DEALING WITH CLIENTS IN A PRINCIPAL TRANSACTION.  TRPI Officers, Directors or
Employees may not, directly or indirectly, sell to or purchase from an TRPI
client any security. This prohibition does not preclude the purchase or
redemption of shares of any mutual fund that is a client of TRPI.

CLIENT INVESTMENT PARTNERSHIPS.

     CO-INVESTING.  TRPI Access Persons are not permitted to co-invest in client
     investment partnerships of TRPI, Price Associates, or their affiliates,
     such as International Partners, Strategic Partners and Threshold.

     DIRECT INVESTMENT.  The Independent Directors of the TRPI Funds are not
     permitted to invest as limited partners in client investment partnerships
     of TRPI, Price Associates, or their affiliates.

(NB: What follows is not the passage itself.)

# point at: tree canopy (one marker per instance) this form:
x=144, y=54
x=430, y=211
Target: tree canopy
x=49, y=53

MARGIN ACCOUNTS.  While brokerage margin accounts are discouraged, Access
Persons may open and maintain margin accounts for the purchase of securities
provided such accounts are with brokerage firms with which the Access Persons
maintains a regular brokerage account.

TRADING ACTIVITY.  Access Persons are discouraged from engaging in a pattern of
securities transactions which is either:

        /2/  So excessively frequent as to potentially impact his or her ability
          to carry out assigned responsibilities, or

        /2/  Involve securities positions which are disproportionate to his or
          her net assets.

      At the discretion of the Ethics Committee, written notification of
      excessive trading may be sent to the supervisor of the Access Person.

OWNERSHIP REPORTING REQUIREMENTS - ONE-HALF OF ONE PERCENT OWNERSHIP.  If an
Access Person beneficially owns more than 1/2 of 1% of the total outstanding
shares of a public or private company, he or she must immediately report in
writing such fact to the TRPI Investment Compliance Team, providing the name of
the company and the total number of such company's shares beneficially owned.
 The TRPI Investment Compliance Team will inform Baltimore Legal/Compliance
about any such ownership promptly.

SANCTIONS.  Strict compliance with the provisions of this Statement is
considered a basic provision of association


<PAGE>


with TRPI and the TRPI Funds.  The Ethics Committee and the TRPI Investment
Compliance Team are primarily responsible for administering this Statement.  In
fulfilling this function, the Ethics Committee will institute such procedures as
it deems reasonably necessary to monitor compliance with this Statement and to
otherwise prevent and detect violations.

    VIOLATIONS BY PERSONS COVERED BY THIS STATEMENT.  Upon discovering a
    material violation of this Statement by a person covered by this Statement,
    the Ethics Committee will impose such sanctions as it deems appropriate or
    may, in its discretion, refer the matter to the Board of Directors of TRPI
    to determine the appropriate sanctions.  Sanctions may include, inter alia,
    a letter of censure or suspension, a fine, a suspension of trading
    privileges, or termination of employment and/or officership of the violator.
     In addition, the violator may be required to surrender to TRPI, or to the
    party or parties it may designate, any profit realized from any transaction
    that is in violation of this Statement.  All material violations of this
    Statement shall be reported to the Board of Directors of TRPI and to the
    Board of Directors of any TRPI Fund with respect to whose securities such
    violations may have been involved.

    VIOLATIONS BY INDEPENDENT DIRECTORS OF TRPI FUNDS.  Upon discovering a
    material violation of this Statement by an Independent Director of a TRPI
    Fund, the Ethics Committee shall report such violation to the Board of
    Directors of TRPI and to the TRPI Fund Boards on which the director serves.
     The TRPI Board of Directors and the TRPI Fund Boards will impose such
    sanctions as they deem appropriate.

    VIOLATIONS BY BALTIMORE EMPLOYEES OF TRPI.  Upon discovering a material
    violation of the Price Associates' Statement of Policy on Securities
    Transactions by a Baltimore-based employee of TRPI, the Price Associates'
    Ethics Committee shall report such violation to the Board of Directors of
    TRPI and to the Board of Directors of any TRPI Fund with respect to whose
    securities such violations may have been involved.